Все очень просто. Как-то раз, солнечным сентябрьским днем, я вышел из своего офиса и направился в банк, где по чеку получил наличными две тысячи долларов. Я попросил, и мне выдали двести новеньких хрустящих десятидолларовых банкнот. Выйдя из банка, я бесцельно прошагал пару кварталов, пока не очутился на довольно-таки шумной улице Эвклида, точнее, на пересечении ее с Сосновой, хотя, думаю, это не так уж и важно.
Там я остановился и стал торговать банкнотами: останавливал прохожих и предлагал им купить деньги по цене пятьдесят центов за бумажку или обменивал на сигареты, а то и вовсе отдавал за так — в обмен, как говорится, на доброе слово. Припоминаю, что одному мужчине я заплатил пятнадцать долларов за галстук, а тот возьми и окажись весь в пятнах.
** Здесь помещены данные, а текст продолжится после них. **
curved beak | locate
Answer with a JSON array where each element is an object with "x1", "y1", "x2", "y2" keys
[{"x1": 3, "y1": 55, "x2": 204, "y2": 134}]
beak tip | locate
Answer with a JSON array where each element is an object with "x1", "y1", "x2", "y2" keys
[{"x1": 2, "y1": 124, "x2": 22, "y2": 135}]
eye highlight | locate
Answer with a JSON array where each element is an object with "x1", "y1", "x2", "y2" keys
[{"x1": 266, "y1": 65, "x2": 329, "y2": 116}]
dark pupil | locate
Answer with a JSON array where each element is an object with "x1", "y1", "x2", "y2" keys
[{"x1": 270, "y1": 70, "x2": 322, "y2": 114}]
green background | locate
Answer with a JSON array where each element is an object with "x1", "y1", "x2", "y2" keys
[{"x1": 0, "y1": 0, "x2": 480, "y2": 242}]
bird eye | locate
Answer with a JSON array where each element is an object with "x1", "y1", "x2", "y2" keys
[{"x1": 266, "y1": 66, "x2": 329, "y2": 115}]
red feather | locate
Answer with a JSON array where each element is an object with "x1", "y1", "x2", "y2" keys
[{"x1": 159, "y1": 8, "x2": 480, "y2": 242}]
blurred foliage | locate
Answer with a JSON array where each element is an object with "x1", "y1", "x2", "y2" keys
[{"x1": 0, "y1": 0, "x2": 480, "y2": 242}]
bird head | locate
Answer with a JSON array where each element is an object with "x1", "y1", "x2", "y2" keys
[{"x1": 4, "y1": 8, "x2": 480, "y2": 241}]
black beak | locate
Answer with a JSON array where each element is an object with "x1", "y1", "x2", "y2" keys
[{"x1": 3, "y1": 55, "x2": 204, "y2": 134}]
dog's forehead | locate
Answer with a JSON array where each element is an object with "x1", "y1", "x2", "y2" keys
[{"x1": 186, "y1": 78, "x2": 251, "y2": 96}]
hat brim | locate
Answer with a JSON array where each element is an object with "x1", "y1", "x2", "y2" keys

Очень многие отказывались иметь со мной дело, поскольку, я думаю, полагали, что я торгую фальшивыми деньгами.
Не прошло и получаса, как меня арестовали. Полицейские тоже подумали, что деньги фальшивые, хотя на самом деле это было, разумеется, не так. Когда меня вели к патрульной машине, я покатывался со смеху и подбрасывал десятидолларовые бумажки в воздух. Комично было наблюдать, как полицейские бегали за новыми и чистыми банкнотами, а потому я долго и громко смеялся.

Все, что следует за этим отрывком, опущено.